De la même manière que les experts épidémiologistes n’avaient pu décrypter cette tendance baissière, qui semblait inexorable et avait même pu résister au Grand Magal de Touba, les causes du rebond actuel demeurent encore inconnues. Certes, nos autorités ont pris la mauvaise habitude de se défausser sur les populations, trop rapidement accusées de manque de compliance des populations avec les mesures de prévention.
Il ne fait aucun doute qu’il y a eu un net relâchement de nos concitoyens, dont la plupart avaient cessé de porter des masques de protection, pratiquant de moins en moins le lavage des mains et ayant renoué avec les grands rassemblements, allant des simples cérémonies familiales aux anniversaires de formations politiques…
Cela n’en dédouane pas, pour autant nos décideurs, auxquels on peut reprocher certaines erreurs. Pour éviter l’installation, dans notre pays, d’une deuxième vague, qui serait fatale à nos économies chancelantes, il urge d’apporter des correctifs concernant le dépistage, l’engagement communautaire, le communication, la résilience du système sanitaire…
Il serait judicieux de profiter de la baisse du nombre de cas pour adopter une stratégie de dépistage permettant d’avoir une meilleure visibilité de la pandémie. Le but visé est d’identifier tous les cas positifs index et secondaires (même chez les asymptomatiques) et de les isoler en vue de ralentir la propagation du coronavirus.
Grâce aux nouveaux tests (antigéniques, salivaires, rapides), il y a de nouvelles opportunités pour corriger et renforcer la stratégie du test – track – treat. À ce propos, il serait pertinent de revoir les directives limitant les tests de dépistage aux seuls patients présentant des symptômes et à ceux asymptomatiques mais jugés vulnérables (âge supérieur à 50 ans et/ou présence de comorbidités). De même, il est plus que temps de diffuser les résultats de l’enquête de séroprévalence, qui se font toujours désirer.
Sur le plan de la gouvernance, le Parlement doit prendre son rôle d’évaluation des politiques publiques plus au sérieux, car beaucoup trop de zones d’ombre persistent sur la gestion du fonds force covid-19, durant la première vague. Il y a même eu des refus manifestes de reddition de comptes de la part de certains ministres proches du président de la République, qui au lieu d’être sanctionnés ont été subrepticement promus à d’autres stations gouvernementales plus juteuses.
Le système sanitaire déjà rudement éprouvé par la première vague de la pandémie se trouve dans une situation de vulnérabilité accrue.
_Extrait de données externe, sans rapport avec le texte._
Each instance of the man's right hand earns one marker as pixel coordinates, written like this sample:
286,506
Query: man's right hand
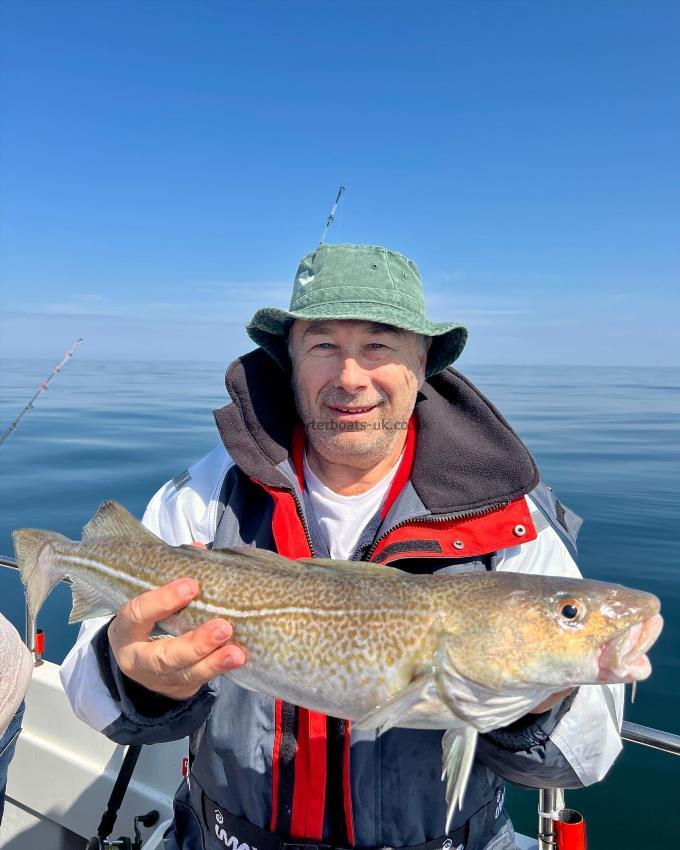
175,667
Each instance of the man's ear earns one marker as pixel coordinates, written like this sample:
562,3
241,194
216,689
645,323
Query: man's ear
422,362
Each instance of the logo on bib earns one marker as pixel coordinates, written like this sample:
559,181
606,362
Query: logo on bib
230,841
500,799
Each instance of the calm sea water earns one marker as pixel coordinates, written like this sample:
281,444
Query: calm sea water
608,440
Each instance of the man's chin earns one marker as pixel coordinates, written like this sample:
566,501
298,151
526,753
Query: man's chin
355,442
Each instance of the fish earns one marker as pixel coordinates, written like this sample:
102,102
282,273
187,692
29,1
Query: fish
464,653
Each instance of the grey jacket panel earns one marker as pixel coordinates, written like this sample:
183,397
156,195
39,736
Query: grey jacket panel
561,518
396,783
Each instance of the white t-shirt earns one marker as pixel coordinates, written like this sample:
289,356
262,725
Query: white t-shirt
343,518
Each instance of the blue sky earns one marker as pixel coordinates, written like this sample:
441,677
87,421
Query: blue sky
166,164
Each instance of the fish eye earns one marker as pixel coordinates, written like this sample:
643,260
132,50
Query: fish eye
570,610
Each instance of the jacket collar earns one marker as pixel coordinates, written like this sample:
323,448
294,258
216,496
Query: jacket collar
467,456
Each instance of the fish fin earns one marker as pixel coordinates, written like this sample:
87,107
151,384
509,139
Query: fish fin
39,571
88,602
458,753
113,520
396,707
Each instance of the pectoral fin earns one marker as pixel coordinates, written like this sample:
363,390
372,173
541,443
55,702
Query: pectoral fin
458,753
397,707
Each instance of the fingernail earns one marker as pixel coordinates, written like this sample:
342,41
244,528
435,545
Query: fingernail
187,588
222,632
233,658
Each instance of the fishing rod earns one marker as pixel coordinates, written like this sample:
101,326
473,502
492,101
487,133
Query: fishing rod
41,389
331,214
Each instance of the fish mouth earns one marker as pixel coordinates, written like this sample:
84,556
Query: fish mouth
623,659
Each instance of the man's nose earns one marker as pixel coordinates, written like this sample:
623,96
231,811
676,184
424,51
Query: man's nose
351,375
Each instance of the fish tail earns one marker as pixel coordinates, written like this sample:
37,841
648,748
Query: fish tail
40,570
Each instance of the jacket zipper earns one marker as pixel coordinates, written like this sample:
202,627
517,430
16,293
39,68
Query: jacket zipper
303,521
445,518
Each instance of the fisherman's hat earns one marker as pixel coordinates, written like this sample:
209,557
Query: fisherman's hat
364,282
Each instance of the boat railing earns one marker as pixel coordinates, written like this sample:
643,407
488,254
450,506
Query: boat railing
551,800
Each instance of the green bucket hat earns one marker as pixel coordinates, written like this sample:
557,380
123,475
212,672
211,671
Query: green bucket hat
364,282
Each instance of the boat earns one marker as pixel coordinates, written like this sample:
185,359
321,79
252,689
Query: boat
64,772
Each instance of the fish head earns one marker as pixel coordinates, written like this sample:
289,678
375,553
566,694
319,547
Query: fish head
551,632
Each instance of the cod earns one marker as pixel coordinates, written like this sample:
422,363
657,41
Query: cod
464,653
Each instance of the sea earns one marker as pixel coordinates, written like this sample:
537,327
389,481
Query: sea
606,439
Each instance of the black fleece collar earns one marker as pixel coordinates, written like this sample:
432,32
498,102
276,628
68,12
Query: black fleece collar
467,455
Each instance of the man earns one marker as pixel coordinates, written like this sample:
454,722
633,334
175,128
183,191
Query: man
347,437
16,667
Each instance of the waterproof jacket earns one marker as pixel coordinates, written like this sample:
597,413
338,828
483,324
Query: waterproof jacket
459,502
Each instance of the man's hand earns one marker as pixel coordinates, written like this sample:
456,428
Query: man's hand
552,700
175,667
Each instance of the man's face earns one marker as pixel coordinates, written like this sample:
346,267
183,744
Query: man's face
355,386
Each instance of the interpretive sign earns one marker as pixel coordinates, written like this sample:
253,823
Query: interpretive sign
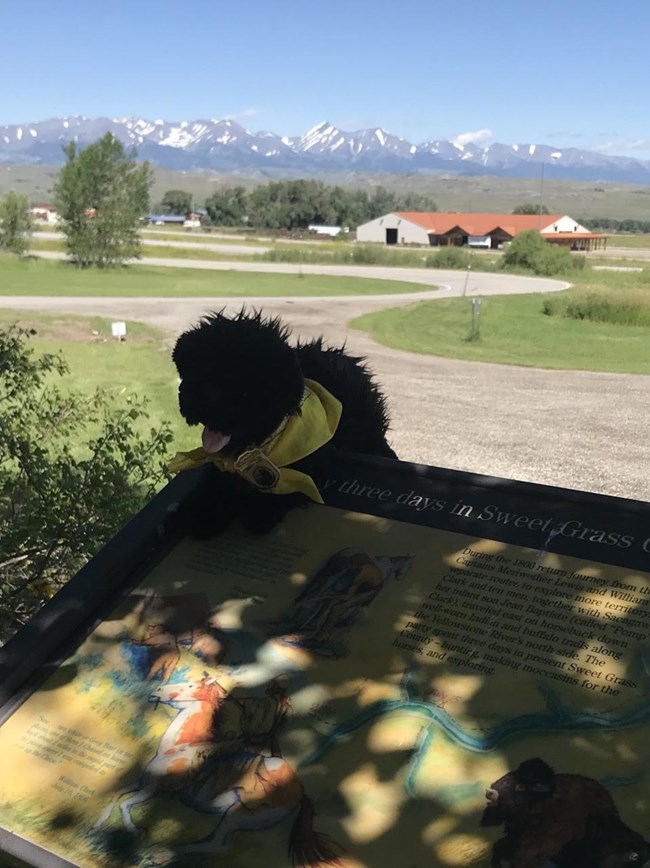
433,669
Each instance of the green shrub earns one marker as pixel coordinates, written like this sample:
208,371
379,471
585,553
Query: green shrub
450,257
621,308
532,253
73,470
618,307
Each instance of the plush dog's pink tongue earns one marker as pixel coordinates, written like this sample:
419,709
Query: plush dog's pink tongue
214,441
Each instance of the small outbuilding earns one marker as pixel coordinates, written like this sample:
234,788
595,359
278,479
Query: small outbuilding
441,229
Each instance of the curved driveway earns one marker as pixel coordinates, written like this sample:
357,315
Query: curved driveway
568,428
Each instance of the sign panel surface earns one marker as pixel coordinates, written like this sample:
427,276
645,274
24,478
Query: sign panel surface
358,690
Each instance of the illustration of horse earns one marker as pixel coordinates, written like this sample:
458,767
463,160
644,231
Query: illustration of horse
348,581
219,755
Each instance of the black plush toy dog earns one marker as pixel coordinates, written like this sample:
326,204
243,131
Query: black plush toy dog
264,405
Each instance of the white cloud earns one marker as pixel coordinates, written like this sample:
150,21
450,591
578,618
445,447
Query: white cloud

Même s’il faut se féliciter du plan d’investissement récemment élaboré par le gouvernement sénégalais, il faudrait faire droit à l’exigence, de procéder, le plus vite possible à des investissements plus importants et à et des réformes adéquates du système sanitaire.
Parmi celles ci, figure en bonne place la perennisation de l’engagement communautaire, qui ne doit plus être ponctuel et épisodique mais durable et devenir une composante incontournable de l’action sanitaire globale.
La maîtrise de la pandémie de COVID-19 ne passera pas par les seuls vaccins récemment découverts, eux-mêmes, objet de tant de controverses et de rumeurs. Une sortie heureuse à cette crise sanitaire (et des prochaines à venir) passera obligatoirement par une communication véridique résultant de rapports de confiance entre les élites et les masses populaires, reposant sur une rupture radicale avec les styles de gouvernance calamiteux et obsolètes jusque-là en vigueur.